Professeur à la London School of Economics et chercheur à l’université de Berkeley, Gabriel Zucman a réalisé une enquête inédite sur les paradis fiscaux, sans doute la plus édifiante. L’économiste estime qu’en 2013 les paradis fiscaux hébergent 8 % du patrimoine financier mondial des ménages les plus fortunés, soit 5 800 milliards d’euros. Et 80 % de ces fortunes ne sont pas déclarées ! Au-delà de ces chiffres, Gabriel Zucman prône une rapide disparition de l’opacité financière par l’instauration d’un registre mondial des titres financiers, lequel existe déjà en Suède. Cette idée s’inspire de la création, en 1791, sous la Révolution française, d’un cadastre du territoire pour recenser toutes les propriétés immobilières et abolir ainsi les privilèges.

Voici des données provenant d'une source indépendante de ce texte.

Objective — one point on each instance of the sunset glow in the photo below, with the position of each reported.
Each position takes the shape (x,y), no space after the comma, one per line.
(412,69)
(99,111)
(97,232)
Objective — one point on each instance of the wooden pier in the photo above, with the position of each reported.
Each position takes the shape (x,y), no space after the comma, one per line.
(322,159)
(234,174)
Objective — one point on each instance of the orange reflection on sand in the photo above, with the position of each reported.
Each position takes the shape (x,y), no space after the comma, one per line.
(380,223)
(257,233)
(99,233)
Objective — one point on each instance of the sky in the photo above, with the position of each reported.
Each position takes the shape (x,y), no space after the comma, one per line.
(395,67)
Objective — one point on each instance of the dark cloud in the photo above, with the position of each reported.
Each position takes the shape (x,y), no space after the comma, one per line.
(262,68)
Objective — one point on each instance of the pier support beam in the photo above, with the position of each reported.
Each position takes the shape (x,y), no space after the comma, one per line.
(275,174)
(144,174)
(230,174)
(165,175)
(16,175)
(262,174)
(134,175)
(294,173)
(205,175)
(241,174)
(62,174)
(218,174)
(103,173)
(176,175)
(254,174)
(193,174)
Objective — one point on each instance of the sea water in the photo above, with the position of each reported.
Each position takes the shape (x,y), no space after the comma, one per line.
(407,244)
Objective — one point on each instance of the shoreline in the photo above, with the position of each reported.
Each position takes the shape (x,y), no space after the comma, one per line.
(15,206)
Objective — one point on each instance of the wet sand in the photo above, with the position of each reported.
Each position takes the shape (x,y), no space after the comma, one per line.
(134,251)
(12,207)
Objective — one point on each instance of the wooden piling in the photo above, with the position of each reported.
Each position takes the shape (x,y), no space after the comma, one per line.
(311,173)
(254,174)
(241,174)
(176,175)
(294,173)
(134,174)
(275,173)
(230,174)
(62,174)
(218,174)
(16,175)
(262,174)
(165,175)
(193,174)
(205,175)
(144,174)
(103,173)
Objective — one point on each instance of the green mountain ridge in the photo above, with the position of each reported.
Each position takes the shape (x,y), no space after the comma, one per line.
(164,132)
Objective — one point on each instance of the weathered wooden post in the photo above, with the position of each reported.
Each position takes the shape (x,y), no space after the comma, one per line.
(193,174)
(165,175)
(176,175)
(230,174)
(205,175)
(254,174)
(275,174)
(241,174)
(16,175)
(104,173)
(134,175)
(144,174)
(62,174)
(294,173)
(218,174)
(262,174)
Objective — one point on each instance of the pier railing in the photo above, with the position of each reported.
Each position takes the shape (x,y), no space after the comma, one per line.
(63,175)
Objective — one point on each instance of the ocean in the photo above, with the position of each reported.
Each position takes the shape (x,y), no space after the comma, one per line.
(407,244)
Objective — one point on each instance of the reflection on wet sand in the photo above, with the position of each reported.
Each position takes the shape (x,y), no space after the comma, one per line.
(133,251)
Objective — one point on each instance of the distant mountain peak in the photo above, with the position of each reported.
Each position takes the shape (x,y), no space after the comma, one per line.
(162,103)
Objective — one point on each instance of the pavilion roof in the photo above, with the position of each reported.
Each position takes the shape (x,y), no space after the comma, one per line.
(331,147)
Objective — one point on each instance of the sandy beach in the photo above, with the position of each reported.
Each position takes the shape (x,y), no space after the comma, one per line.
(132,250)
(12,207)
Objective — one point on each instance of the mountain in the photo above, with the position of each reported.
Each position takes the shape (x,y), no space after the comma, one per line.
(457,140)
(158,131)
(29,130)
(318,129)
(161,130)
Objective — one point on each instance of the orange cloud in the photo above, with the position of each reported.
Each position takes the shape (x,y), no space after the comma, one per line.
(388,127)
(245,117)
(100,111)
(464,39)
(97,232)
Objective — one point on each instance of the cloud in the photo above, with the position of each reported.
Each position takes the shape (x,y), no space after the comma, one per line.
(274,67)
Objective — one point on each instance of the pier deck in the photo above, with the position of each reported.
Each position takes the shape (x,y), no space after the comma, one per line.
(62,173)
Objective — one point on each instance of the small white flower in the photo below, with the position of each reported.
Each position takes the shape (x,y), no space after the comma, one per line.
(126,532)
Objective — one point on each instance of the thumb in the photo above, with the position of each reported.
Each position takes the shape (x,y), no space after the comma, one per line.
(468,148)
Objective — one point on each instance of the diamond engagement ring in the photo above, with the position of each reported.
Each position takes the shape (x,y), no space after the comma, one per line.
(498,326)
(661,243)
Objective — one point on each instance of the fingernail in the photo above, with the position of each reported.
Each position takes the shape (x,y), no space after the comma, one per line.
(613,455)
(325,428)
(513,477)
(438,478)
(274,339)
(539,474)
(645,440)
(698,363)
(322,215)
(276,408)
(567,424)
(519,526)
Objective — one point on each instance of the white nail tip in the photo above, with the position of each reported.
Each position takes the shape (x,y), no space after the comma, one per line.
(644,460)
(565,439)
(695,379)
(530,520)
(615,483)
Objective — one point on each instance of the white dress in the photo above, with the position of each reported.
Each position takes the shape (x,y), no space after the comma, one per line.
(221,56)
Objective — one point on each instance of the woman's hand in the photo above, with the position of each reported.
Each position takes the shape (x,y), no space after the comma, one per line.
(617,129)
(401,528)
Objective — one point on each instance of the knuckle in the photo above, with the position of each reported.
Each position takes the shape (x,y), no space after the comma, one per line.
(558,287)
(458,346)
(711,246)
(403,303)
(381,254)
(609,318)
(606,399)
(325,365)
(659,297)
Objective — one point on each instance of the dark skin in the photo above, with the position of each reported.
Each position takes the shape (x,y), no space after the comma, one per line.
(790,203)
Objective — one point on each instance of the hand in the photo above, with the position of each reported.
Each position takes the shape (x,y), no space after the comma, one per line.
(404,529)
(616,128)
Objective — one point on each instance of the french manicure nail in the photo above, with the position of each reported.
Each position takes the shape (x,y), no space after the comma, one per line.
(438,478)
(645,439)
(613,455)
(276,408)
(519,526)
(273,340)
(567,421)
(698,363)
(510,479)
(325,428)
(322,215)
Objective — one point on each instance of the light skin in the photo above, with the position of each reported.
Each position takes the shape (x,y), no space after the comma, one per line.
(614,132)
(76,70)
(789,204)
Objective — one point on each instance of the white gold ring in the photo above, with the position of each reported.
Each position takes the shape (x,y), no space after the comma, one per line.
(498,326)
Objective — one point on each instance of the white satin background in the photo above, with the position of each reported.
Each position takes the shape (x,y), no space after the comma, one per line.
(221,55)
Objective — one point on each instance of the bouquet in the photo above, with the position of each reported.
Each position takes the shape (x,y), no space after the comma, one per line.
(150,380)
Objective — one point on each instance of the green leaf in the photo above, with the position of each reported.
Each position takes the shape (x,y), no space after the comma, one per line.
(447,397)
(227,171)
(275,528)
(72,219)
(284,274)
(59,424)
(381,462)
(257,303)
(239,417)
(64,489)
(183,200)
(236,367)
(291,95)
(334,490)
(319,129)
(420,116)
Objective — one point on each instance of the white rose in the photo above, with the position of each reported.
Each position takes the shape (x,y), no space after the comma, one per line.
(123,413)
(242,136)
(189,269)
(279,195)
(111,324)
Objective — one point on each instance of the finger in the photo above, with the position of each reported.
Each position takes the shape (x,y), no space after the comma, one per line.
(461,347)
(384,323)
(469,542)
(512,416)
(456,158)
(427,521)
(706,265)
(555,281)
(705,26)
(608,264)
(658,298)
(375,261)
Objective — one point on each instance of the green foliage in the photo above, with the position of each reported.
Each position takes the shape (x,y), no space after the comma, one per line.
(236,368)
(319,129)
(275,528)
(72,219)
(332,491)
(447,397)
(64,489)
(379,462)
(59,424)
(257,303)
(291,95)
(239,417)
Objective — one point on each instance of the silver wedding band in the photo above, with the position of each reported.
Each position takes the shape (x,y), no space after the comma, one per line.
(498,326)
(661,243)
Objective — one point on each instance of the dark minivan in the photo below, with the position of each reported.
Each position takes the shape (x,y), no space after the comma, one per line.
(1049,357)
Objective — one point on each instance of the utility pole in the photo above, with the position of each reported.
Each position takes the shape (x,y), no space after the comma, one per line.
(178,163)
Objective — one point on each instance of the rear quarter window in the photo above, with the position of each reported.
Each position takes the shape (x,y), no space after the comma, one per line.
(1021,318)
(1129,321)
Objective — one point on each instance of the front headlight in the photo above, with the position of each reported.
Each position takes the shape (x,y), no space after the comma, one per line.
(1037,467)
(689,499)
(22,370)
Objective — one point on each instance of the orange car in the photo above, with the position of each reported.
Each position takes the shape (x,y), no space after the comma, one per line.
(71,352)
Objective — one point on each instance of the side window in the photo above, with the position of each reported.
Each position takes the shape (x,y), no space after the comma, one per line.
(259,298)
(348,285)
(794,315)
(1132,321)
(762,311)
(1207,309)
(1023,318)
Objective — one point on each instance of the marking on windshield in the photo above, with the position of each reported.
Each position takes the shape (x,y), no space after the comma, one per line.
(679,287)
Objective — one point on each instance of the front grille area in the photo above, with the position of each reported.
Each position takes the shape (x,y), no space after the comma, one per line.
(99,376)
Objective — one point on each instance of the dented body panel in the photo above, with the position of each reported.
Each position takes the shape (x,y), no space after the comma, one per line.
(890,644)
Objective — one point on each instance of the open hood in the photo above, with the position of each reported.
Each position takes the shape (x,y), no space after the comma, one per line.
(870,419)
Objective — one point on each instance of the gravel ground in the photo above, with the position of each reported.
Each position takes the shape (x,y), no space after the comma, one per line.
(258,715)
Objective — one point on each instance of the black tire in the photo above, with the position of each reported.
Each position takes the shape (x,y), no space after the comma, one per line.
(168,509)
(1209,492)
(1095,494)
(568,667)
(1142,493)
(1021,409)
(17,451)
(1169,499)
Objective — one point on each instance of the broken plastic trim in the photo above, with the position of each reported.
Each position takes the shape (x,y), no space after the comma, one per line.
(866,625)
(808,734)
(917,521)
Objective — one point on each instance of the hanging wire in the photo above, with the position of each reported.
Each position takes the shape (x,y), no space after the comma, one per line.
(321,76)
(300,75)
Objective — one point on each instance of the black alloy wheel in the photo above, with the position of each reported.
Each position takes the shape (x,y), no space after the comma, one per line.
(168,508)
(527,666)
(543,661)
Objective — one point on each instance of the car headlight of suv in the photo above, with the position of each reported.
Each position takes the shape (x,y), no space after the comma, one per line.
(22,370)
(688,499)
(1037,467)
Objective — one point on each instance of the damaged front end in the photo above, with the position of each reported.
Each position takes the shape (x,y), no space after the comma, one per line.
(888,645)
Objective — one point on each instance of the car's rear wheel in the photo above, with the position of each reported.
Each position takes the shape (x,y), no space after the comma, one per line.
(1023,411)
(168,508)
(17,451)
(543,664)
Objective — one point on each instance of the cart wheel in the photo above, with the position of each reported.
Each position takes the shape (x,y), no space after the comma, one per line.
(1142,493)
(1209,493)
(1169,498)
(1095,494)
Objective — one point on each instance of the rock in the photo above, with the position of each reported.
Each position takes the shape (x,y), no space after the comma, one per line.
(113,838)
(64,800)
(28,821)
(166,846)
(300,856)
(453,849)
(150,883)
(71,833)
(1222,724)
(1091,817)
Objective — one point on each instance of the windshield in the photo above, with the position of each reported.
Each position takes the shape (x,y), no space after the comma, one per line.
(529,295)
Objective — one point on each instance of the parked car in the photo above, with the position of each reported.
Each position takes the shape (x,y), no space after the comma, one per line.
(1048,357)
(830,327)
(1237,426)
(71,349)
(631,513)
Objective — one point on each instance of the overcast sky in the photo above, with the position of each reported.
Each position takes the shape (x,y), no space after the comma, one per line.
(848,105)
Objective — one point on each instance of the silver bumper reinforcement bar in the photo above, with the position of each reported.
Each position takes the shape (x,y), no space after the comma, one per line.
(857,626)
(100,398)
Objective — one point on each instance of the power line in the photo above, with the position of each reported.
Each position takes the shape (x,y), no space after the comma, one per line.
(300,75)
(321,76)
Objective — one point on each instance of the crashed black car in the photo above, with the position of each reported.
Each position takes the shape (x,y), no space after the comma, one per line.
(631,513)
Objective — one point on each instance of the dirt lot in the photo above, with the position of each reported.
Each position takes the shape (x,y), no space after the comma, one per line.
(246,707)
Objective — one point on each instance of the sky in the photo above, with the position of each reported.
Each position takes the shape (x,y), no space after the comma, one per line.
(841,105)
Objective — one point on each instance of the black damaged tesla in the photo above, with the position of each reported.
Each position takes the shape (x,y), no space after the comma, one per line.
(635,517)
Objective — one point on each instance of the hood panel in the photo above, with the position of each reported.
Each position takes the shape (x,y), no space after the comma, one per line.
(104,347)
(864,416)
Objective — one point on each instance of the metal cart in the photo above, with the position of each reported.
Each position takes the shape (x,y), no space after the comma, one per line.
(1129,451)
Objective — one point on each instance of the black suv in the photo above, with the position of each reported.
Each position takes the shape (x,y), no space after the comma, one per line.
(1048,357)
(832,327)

L’Austérité contre l’emploi

Pierre Mendès France et Gabriel Ardant, textes présentés et annotés par Christian Chavagneux, Alternatives économiques-Les petits matins, 100 p., 5 euros.

Ce petit ouvrage propose une relecture d’extraits de la Science économique et l’action, texte publié en 1954 par Pierre Mendès France, éphémère président du Conseil, et par Gabriel Ardant, inspecteur général des finances, qui fut commissaire général à la productivité. Pour eux, une période de crise est le signe d’une société trop inégalitaire, l’inflation contribue à effacer les dettes et la politique monétaire doit viser des taux d’intérêt les plus bas possible. Autrement dit, la Banque centrale doit intervenir pour acheter des dettes souveraines. Tout le contraire des politiques d’austérité menées actuellement. On est frappé, à cette lecture, de voir combien les positions actuelles devraient s’inspirer d’arguments présentés il y a plus de cinquante ans.